The categories of personal information we collect, the sources, purposes, and recipients are described in Sections 2, 3, and 5.
12.2 EEA / UK rights
The Services are directed to businesses in the United States. If you are located in the EEA or UK and believe we process your personal data, you may contact us at privacy@gethammock.com, and you may lodge a complaint with your local supervisory authority.
13. Children's privacy
The Services are intended for businesses and users 18 and older. We do not knowingly collect personal information from children. If you believe a child has provided us information, contact us and we will delete it.
14. Third-party links and services
The Services may link to or integrate with third-party sites and services that we do not control. Their privacy practices are governed by their own policies.
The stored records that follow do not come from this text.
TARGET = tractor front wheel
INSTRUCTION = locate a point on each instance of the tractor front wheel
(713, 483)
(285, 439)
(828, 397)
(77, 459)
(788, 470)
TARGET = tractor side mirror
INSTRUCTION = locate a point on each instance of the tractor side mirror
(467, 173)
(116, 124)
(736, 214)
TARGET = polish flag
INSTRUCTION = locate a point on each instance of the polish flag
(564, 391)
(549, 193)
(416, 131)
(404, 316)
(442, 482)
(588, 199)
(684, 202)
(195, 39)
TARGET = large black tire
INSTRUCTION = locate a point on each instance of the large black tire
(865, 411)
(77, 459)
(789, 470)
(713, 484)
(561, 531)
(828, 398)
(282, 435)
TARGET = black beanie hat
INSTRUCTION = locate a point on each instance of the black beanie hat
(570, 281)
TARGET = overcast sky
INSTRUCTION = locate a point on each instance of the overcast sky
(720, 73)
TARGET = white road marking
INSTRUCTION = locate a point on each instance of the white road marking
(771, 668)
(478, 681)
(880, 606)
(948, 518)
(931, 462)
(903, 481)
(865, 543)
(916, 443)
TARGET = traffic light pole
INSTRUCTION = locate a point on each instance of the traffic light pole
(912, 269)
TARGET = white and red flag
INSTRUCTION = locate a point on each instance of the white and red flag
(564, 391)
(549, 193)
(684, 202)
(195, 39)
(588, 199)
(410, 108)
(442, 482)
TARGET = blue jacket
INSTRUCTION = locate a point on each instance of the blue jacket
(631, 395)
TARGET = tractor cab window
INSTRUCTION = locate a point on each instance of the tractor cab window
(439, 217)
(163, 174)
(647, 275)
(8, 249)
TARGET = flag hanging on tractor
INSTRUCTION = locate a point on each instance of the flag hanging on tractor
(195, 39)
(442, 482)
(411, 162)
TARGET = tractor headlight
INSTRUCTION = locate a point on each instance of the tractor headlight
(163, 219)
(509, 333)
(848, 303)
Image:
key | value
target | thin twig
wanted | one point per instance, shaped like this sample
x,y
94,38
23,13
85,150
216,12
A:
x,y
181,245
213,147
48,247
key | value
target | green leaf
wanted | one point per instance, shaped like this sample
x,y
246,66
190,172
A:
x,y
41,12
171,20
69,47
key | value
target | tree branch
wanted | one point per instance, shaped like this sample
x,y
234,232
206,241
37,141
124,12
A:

15. Changes to this Policy
We may update this Policy from time to time. We will post the updated version with a new "Last updated" date and, for material changes, provide additional notice (e.g., email or in-product). Your continued use of the Services after the effective date constitutes acceptance.
16. Contact us
PXA LLC d/b/a Hammock 64 Beaver Street, Unit 514, New York, NY 10004 Email: privacy@gethammock.com (privacy) · support@gethammock.com (general)
For data-protection inquiries, mark your message "Privacy Request."